On the one hand, it may be the case that students who chant “by any means necessary” and “from the river to the sea” are doing so while being ignorant of the historical and philosophical context in which these threats of violence originated. Take “by any means necessary.” In the play Dirty Hands (1948), written by the philosopher Jean-Paul Sartre, the phrase is used to call for a violent war to eradicate social class. (Some translations of the play include the phrase “every means at hand.”)
In “Why We Use Violence” (1960), the philosopher Frantz Fanon’s address to the Accra Positive Action Conference, the phrase is used to justify acts of violence by Algerians against colonial powers. (Sartre also endorsed counterviolence in his preface to Fanon’s 1961 book, The Wretched of the Earth.) And when Malcolm X used the phrase in 1964 at the founding rally of the Organization of Afro-American Unity, he was endorsing violence as a legitimate tactic in the fight for civil rights.
Now take “from the river to the sea.” College students may not know what this phrase really means or even which river and sea are referenced.

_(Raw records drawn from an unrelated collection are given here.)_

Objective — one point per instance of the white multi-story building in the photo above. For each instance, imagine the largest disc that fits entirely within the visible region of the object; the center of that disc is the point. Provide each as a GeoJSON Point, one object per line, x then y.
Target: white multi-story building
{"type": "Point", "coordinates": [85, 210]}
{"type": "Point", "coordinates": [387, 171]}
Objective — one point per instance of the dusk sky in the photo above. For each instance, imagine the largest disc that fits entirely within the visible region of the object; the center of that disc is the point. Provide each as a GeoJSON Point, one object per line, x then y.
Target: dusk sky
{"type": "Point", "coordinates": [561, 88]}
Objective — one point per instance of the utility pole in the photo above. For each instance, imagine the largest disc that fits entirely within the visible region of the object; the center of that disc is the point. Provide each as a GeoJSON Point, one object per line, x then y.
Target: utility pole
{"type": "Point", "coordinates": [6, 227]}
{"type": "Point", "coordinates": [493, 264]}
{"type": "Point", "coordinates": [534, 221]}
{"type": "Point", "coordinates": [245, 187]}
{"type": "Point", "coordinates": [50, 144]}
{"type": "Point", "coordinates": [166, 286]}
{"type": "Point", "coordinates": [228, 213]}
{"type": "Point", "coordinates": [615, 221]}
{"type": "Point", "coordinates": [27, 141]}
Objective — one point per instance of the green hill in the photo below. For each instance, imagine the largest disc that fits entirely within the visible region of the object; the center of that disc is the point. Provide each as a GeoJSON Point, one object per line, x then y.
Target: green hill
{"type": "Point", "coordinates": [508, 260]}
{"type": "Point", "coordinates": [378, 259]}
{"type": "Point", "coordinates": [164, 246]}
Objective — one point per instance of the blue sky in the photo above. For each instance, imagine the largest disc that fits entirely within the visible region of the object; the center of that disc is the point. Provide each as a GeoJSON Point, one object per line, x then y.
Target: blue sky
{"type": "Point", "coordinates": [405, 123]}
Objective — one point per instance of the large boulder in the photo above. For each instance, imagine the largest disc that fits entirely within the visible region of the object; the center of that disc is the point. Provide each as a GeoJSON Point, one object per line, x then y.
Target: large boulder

This phrase appears in Hamas’s charter to describe the “Land of Palestine” as “the land and the home of the Palestinian people” and “an Arab Islamic land,” thereby categorically denying any Jewish rights to inhabit the land.
It also appeared in the Likud’s political platform from 1977 to call for Jewish-Israeli sovereignty over the land between the Mediterranean Sea and the Jordan River, thereby categorically denying any Palestinian rights to inhabit the land. Endorsed by either side, then, “from the river to the sea” leaves no room for a peaceful and nonviolent resolution of the conflict.
If our students are ignorant of the historical and philosophical context of threats of violence, such as “by any means necessary” and “from the river to the sea,” yet they enthusiastically chant them during anti-Israel, pro-Palestine protests on college campuses, then higher education has failed them. As educators, we have failed to provide our students with the historical and philosophical resources required for understanding the Israeli-Palestinian conflict—or any other current conflict, for that matter. As the historian David C. McCullough once said, “History is a guide to navigation in perilous times.”
On the other hand, it may be the case that students are aware of the historical and philosophical context of threats of violence, such as “by any means necessary” and “from the river to the sea,” but they willingly choose to embrace violence over nonviolence. In that case, higher education has failed them, too. As educators, we have failed to teach our students that nonviolence, as practiced by the likes of Mahatma Gandhi and Martin Luther King Jr., is morally superior to violence in the pursuit of justice.
We have failed to teach them that a violent struggle against injustice is cowardly, whereas a nonviolent struggle is courageous. We have failed to teach them that violence only leads to more violence, whereas nonviolence leads to redemption and reconciliation. We have failed to teach them that the enemy of justice is injustice, not people. We have failed to teach them that violence is the way of hate, whereas nonviolence is the way of love. We have failed to teach them that resorting to violence is a sign of desperation, whereas a nonviolent fight against injustice shows faith that justice will prevail.
Whatever the moral failure of higher education is, be it the former or the latter, our students deserve better. As educators, we must do better for our students’ sake. We cannot let misinformation on TikTok inform their judgments about the Israel-Hamas war. We must step in and educate them about the current war and the broader conflict in the region.